Son frère ainé, Frédéric (1844-1877), est, lui aussi, comme son père, son grand-père et son arrière-grand-père, devenu docteur en médecine, en soutenant sa thèse en 1870 (« Du phlegmon périnéphrétique ») et il a exercé à Pleaux, hélas peu de temps, puisqu’il est mort à 33 ans. Lorsqu’il était étudiant en médecine, il avait accompagné son père dans sa tournée à Saint-Julien-aux-Bois, en Corrèze, commune toute proche de Pleaux, car il y avait une épidémie de fièvre typhoïde et, à cette occasion, il a rencontré une jeune orpheline, Lydie Puex, dont il est tombé amoureux et qu’il a épousé en 1873, alors qu’elle n’avait même pas 18 ans. 

Lydie était elle-même issue d’une famille de médecins de Rouffiac. Son père, Jean-Baptiste Puex (1811-1860), avait soutenu sa thèse en 1845 (« De la chlorose ») et il était médecin au Bouissou. Mais il est décédé quand Lydie avait 5 ans (et sa mère était morte quand elle avait deux ans). Son grand-père, Pierre Puex, (1773-1842), né à Cros-de-Montvert, avait été officier de santé, chirurgien à l’hospice de Montpellier, puis il avait soutenu sa thèse de médecine l’an 12, (« Dissertation sur l’hydropisie ascite »), toujours à Montpellier, avant de s’installer comme médecin à Rouffiac. Lydie, encore enfant, avait non seulement perdu ses parents, mais aussi ses quatre grands-parents et elle a été élevée par son tuteur et arrière-grand-père, Bernard Rongier, (An 4-1880) qui était propriétaire-cultivateur à Vidal (Saint-Julien-aux-Bois). 

Son mariage avec le docteur Frédéric Naudet aurait dû mettre fin à ses malheurs. Les choses avaient en effet bien commencé, puisqu’elle avait eu deux garçons, Benoit (en 1874) et Joseph (en 1875) et elle attendait le troisième, lorsque son mari est mort brutalement, après quatre ans de mariage, alors qu’elle n’avait que 22 ans. Son troisième fils, né quinze jours après la mort de son père, est lui-même décédé un mois plus tard. Son remariage, quelques années plus tard, avec un militaire, l’a éloignée de Pleaux, ainsi que ses enfants, même si ceux-ci ont suivi leurs études en pension au Petit Séminaire de Pleaux, à quelques mètres de la résidence de leurs grands-parents paternels. 

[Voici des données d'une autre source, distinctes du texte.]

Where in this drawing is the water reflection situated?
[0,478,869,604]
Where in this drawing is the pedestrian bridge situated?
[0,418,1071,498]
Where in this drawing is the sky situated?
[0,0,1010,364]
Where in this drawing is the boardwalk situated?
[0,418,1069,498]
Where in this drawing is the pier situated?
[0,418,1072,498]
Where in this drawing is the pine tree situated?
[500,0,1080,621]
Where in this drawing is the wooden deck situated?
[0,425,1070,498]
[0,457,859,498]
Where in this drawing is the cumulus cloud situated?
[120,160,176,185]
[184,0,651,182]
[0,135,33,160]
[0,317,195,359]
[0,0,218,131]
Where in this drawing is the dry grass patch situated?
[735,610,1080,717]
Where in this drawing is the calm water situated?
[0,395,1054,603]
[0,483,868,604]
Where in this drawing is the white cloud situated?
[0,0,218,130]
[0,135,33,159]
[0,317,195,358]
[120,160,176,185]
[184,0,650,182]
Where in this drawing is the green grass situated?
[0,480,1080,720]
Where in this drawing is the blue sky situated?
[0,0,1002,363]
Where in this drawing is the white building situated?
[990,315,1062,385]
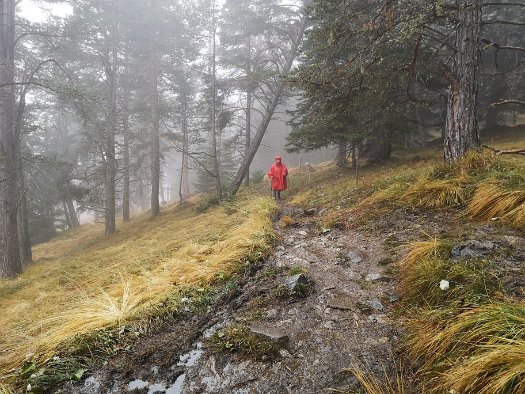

C’est ainsi que la famille Naudet a quitté Pleaux, tout en gardant, pour Benoît et Joseph, toute leur vie des attaches amicales avec des condisciples du Petit Séminaire. Pour autant, les Naudet n’ont pas rompu avec la médecine. Le fils ainé de Frédéric, Benoit, s’est installé comme médecin à Artenay; un fils de Joseph, Louis, est devenu médecin de campagne dans les Pyrénées-Atlantiques, et la lignée continue, puisqu’un petit-fils de Joseph, et, aujourd’hui, une de ses arrière-petites-filles sont devenus médecins à leur tour. La mobilité, propre au XX° siècle, a rompu le lien géographique avec Pleaux, mais la mémoire reste et l’attachement affectif aux racines en assure la pérennité.